The group, led by chief petitioner Kerry McQuisten of Baker City, is seeking the recall of Lynne Burroughs, board chair, and director Mark Henderson.
Recall supporters contend that the two directors overstepped their authority when they voted to censure their fellow board member Kyle Knight this spring.
Burroughs, Henderson and director Andrew Bryan approved the censure after the three concluded that Knight violated his oath of office by releasing confidential information to the media and violating other aspects of district policy. Bryan is not included in the recall.
Director Jim Longwell joined Knight in voting against censure.
McQuisten said petition circulators gathered 1,066 signatures to recall Burroughs and 1,059 signatures to recall Henderson.
At least 913 valid signatures, for each board member, are required to force a recall election.
County Clerk Tami Green said Tuesday that her staff has 10 days to verify the signatures. To be valid, the petitions must be signed by people who live within the school district boundaries and who were registered voters when they signed.
McQuisten said petition circulators tried to ensure that only registered voters signed, but they gathered more signatures than were needed as a buffer against people who might have signed the petitions not knowing they were ineligible.
If circulators reach the 913-signature threshold for both Burroughs and Henderson, each would have five days to resign or give a statement of justification for why they should be retained. There would be separate ballots for each director.
Burroughs and Henderson plan to contest the recall. Both said they will wait to see whether the election will go forward before commenting further, however.
“I will be kind of surprised if they get the numbers,” Henderson said. “They got more than I would have guessed, I’ll give them credit for that.”
If the petitions include enough valid signatures, Green will have 35 days to schedule an election. Based on the most recent recall election in which two City Council members were subjects of a failed recall, Green expects the election would cost more than $10,000. The expense would be borne by the school district.
McQuisten said the board members could save the district the expense if they would resign rather than force the election.
“If they listen to the message the community has just sent them, they’ll take that option and save the time and expense of a special election,” she wrote in an email to the Baker City Herald. “The opportunity to save those election funds is in their court.”

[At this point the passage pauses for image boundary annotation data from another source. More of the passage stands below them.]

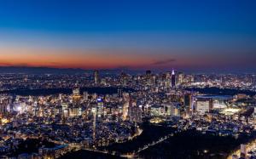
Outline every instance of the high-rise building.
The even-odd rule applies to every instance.
[[[94,83],[95,84],[100,83],[100,75],[99,75],[99,71],[97,70],[94,71]]]
[[[212,110],[212,99],[205,98],[196,99],[196,109],[195,111],[201,114],[204,115]]]
[[[97,117],[102,117],[104,115],[104,104],[102,98],[97,99]]]
[[[183,82],[183,81],[184,81],[184,77],[185,77],[185,75],[184,75],[184,73],[183,73],[183,72],[178,72],[177,73],[177,84],[182,84]]]

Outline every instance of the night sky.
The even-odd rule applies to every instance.
[[[254,0],[0,0],[0,65],[256,71]]]

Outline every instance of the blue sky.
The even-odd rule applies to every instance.
[[[232,65],[252,67],[255,9],[253,0],[0,0],[0,48],[143,50],[179,61],[235,54],[244,61]]]

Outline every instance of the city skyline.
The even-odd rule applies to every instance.
[[[255,71],[253,1],[2,1],[0,65]]]

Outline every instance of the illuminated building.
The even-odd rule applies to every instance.
[[[176,85],[176,74],[175,74],[175,71],[172,70],[172,87],[174,88]]]
[[[197,98],[195,101],[195,111],[201,115],[209,112],[212,109],[212,99]]]
[[[97,99],[97,117],[101,118],[104,116],[104,104],[102,98]]]
[[[94,71],[94,83],[96,85],[100,83],[100,75],[99,71]]]

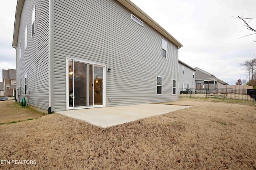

McQuisten filed the recall against the two in late April. She said Tuesday that she continues to believe that asking voters to decide whether to keep Burroughs and Henderson on the board is the right course of action.
McQuisten said she decided not to include Bryan in the recall.
“We’ll see how it goes,” she said, adding that she believes removing Burroughs and Henderson from the board will “change the whole dynamic of how that board operates.”
McQuisten said she would like to see the board be “more transparent to the public and recognize that they serve the public.”
She’s not interested in serving on the board and will consider her work done after the recall is put to a vote.
“Hopefully people from the community will step up and the board will go from there,” McQuisten said.
But that will take time. For now, the petitioners’ activities are limited while the County Clerk’s office completes its tasks.
“All we can do is sit and wait,” McQuisten said.